Be a 2-Year-Old

Keep asking "why". Determine the root cause.

Be a 2-Year-Old
Photo by Stephen Andrews / Unsplash

Somewhere in the 2-to-4-year range, kids tend to ask "why?" a lot.

This probably gets frustrating at some point for parents, but it's an important part of a child's development as they grow curious of their surroundings. At some point in our lives though we lose this natural curiosity. We lose the desire to discover "why".

It's a shame, really. We learn so much by asking questions. "Why" demonstrates a desire to understand, to demystify the unknown.

As a child, our questions tend to be centered around our surroundings, but as adults we can pivot this into self-reflection. Toyota codified this in The Toyota Way, Toyota's principles for building a stronger business. In Principle 14, Toyota aimed to "become a learning organization through relentless reflection".

Part of this comes from determining the root cause. Asking why.

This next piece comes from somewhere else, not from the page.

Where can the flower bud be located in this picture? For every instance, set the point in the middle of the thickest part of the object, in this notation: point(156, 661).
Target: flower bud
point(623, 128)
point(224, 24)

To help get to the root cause of an issue, ask "why" five times (or as many times as is required to find the root cause)

An example:

Our application crashed and was down for customers for 6 hours.
Why did it go down? A defect in the code caused the system to run out of memory.
Why did it run out of memory? The code was not designed to handle the number of users.
Why was it not designed to handle the number of users online at that time? When the code was built, the target market was significantly smaller than it is now.
Why did we not evaluate the application for the extra load we've taken on over the years? Because we lack the resources required to do that evaluation.
Why do we lack the resources to do that evaluation? Good question!

By continuously asking why, we start digging into a root cause that can help address the root cause of an issue.

If we simply addressed the initial issue – the symptom, not the cause – we wouldn't have taken the time to think about the team not being able to proactively address other performance bottlenecks that could impact the application.